Um entendimento diferente tem o Tribunal da Concorrência ao considerar que foi violado o direito à defesa na fase administrativa, determinando a anulação da acusação e das notificações emitidas e a devolução do processo ao BdP, para que este profira “nova decisão isenta dos vícios que decretaram a nulidade”. Em causa está o facto de os elementos de prova terem sido apresentados em 303 anexos, não identificando o BdP a acusação “facto a facto”, o que levou o Tribunal da Concorrência, Regulação e Supervisão (TCRS) a concluir que os arguidos deveriam ter tido acesso a um processo “pelo menos organizado”, para identificarem os elementos probatórios e exercerem cabalmente a sua defesa.

No entanto, de acordo com o regulador, a anulação deve-se a uma questão de natureza processual, “relacionada com a suficiência do modo como, durante a fase administrativa do processo, foi assegurado aos arguidos o exercício do direito de defesa”, acrescentando que o tribunal “não se pronunciou sobre a substância das infrações pelas quais o Banco de Portugal havia condenado os arguidos”, pelo que não houve “qualquer juízo a esse respeito, designadamente no sentido de absolver os arguidos das infrações que lhe foram imputadas”.

Tomás Correia fala em monstruosidade

Para o presidente da Associação Mutualista, a a “monstruosidade” do processo em que foi condenado pelo Banco de Portugal ao pagamento de 1,25 milhões de euros “começou a ser demonstrada”. O SOL já tinha avançado, em agosto, que no recurso entregue ao Tribunal da Concorrência, o presidente da Mutualista apontava para “uma série de erros de análise e de associação de factos que não fazem sentido”, daí estar a impugnar a aplicação da coima. 

O responsável revelou também que estava “satisfeito” com a decisão, afirmando ainda que já estava à espera que fosse reconhecida a violação do direito de defesa na fase administrativa do processo. “Já disse em algumas circunstâncias que aquela fase em que o processo decorreu no Banco de Portugal se deveu apenas a uma fase que classifiquei, e continuo a classificar, como a fase do arbítrio. Felizmente, e como é próprio de uma sociedade civilizada, como é a nossa, entrámos na fase da justiça e a justiça está a fazer-se e vai fazer-se, não tenho dúvida nenhuma”, declarou.

A opinião é partilhada pelos ex-administradores do banco que também tinha sido condenados pela entidade liderada por Carlos Costa. De acordo com os mesmos, na decisão hoje divulgada o tribunal informou que possibilitou ao Banco de Portugal corrigir os “vícios” de que padecia o processo, na parte referente ao direito de defesa dos ex-administradores, mas que o BdP optou por não o fazer.

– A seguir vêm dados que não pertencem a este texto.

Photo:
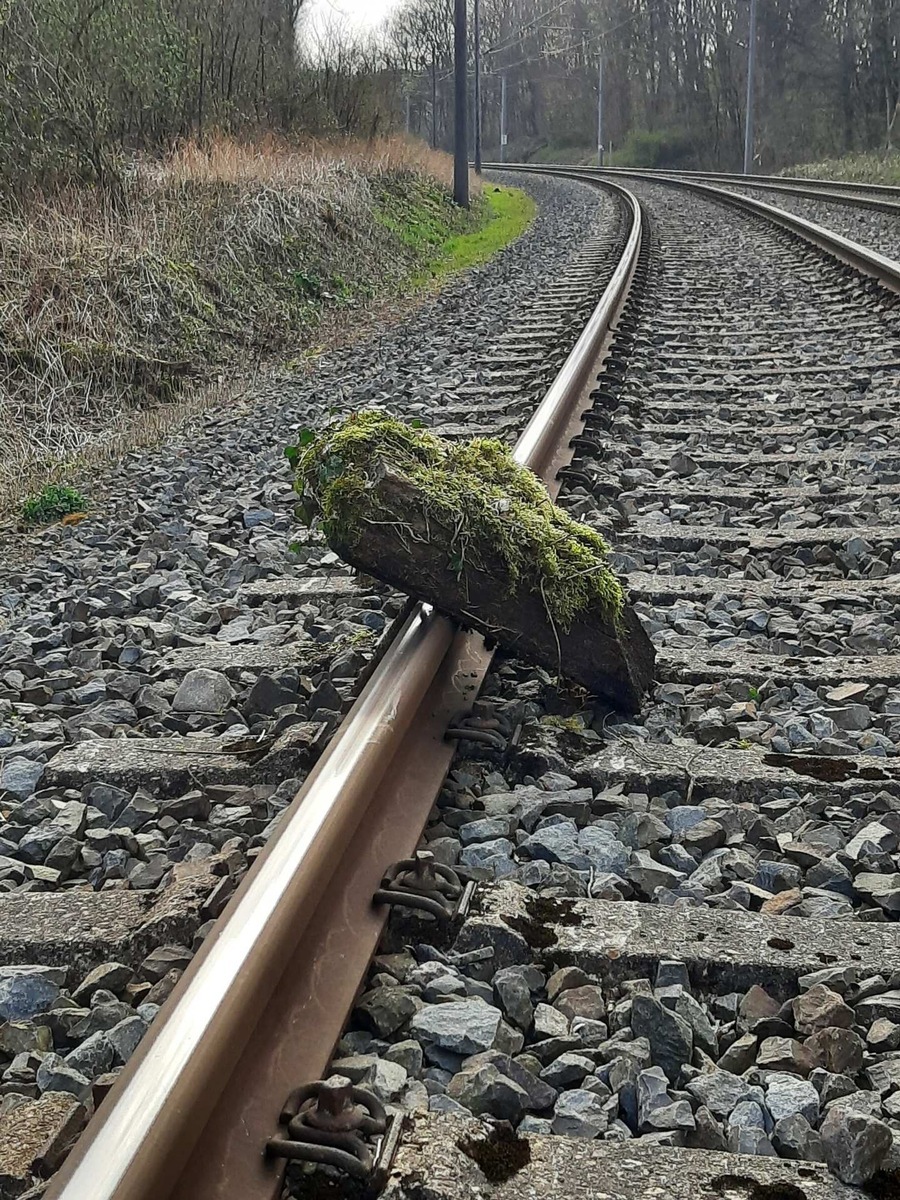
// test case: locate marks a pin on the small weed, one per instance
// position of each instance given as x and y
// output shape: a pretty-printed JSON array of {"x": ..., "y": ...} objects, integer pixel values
[{"x": 52, "y": 503}]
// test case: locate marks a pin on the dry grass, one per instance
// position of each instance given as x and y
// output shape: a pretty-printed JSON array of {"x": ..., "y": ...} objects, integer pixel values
[
  {"x": 277, "y": 162},
  {"x": 221, "y": 258}
]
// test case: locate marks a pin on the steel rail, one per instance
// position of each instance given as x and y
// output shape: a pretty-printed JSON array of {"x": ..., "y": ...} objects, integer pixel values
[
  {"x": 813, "y": 185},
  {"x": 880, "y": 198},
  {"x": 875, "y": 197},
  {"x": 862, "y": 258},
  {"x": 263, "y": 1002}
]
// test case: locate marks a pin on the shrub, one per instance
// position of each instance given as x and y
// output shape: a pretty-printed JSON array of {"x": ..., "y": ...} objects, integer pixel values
[{"x": 52, "y": 503}]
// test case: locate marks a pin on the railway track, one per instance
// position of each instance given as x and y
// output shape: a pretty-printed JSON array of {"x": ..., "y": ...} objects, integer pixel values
[
  {"x": 634, "y": 880},
  {"x": 864, "y": 213}
]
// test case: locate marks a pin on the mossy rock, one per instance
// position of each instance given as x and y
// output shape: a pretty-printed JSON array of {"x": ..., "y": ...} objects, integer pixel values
[{"x": 465, "y": 527}]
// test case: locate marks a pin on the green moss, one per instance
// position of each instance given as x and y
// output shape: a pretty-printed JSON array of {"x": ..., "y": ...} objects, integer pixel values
[
  {"x": 505, "y": 215},
  {"x": 474, "y": 489}
]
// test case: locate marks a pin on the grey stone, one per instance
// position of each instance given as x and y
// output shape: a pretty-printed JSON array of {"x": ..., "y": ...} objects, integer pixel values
[
  {"x": 819, "y": 1008},
  {"x": 463, "y": 1026},
  {"x": 514, "y": 996},
  {"x": 55, "y": 1075},
  {"x": 93, "y": 1057},
  {"x": 567, "y": 1069},
  {"x": 112, "y": 977},
  {"x": 486, "y": 1091},
  {"x": 721, "y": 1091},
  {"x": 787, "y": 1095},
  {"x": 125, "y": 1038},
  {"x": 21, "y": 777},
  {"x": 23, "y": 996},
  {"x": 670, "y": 1036},
  {"x": 385, "y": 1009},
  {"x": 855, "y": 1145},
  {"x": 652, "y": 1093},
  {"x": 795, "y": 1138},
  {"x": 408, "y": 1055},
  {"x": 580, "y": 1114},
  {"x": 203, "y": 691}
]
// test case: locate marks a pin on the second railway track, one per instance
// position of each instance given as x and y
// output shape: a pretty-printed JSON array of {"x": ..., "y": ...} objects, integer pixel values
[{"x": 634, "y": 879}]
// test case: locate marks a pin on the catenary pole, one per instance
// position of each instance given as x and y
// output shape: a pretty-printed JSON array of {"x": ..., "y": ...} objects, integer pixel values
[
  {"x": 750, "y": 90},
  {"x": 504, "y": 118},
  {"x": 600, "y": 112},
  {"x": 461, "y": 135},
  {"x": 478, "y": 87}
]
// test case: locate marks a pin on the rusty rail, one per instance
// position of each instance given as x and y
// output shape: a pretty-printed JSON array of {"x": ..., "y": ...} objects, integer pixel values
[
  {"x": 261, "y": 1007},
  {"x": 862, "y": 258}
]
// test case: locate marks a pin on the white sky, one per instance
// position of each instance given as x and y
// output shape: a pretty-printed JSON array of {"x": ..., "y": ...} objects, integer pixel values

Os advogados “não percebem como os seus constituintes puderam ser alvo de um processo e decisão, em que a entidade administrativa não observou uma decisão judicial, atuação que não se recordam de alguma vez ter visto, da parte deste regulador”, refere o comunicado.

Ao mesmo tempo, no mesmo comunicado, é reafirmada a inocência dos ex-administradores, reiterando que, segundo os advogados, “não praticaram nenhuma infração, enquanto foram administradores do Banco Montepio” e que, aliás, contribuíram mesmo “decisivamente” para que o Montepio seja “o único grande banco português que não precisou de pedir ajuda aos contribuintes portugueses”.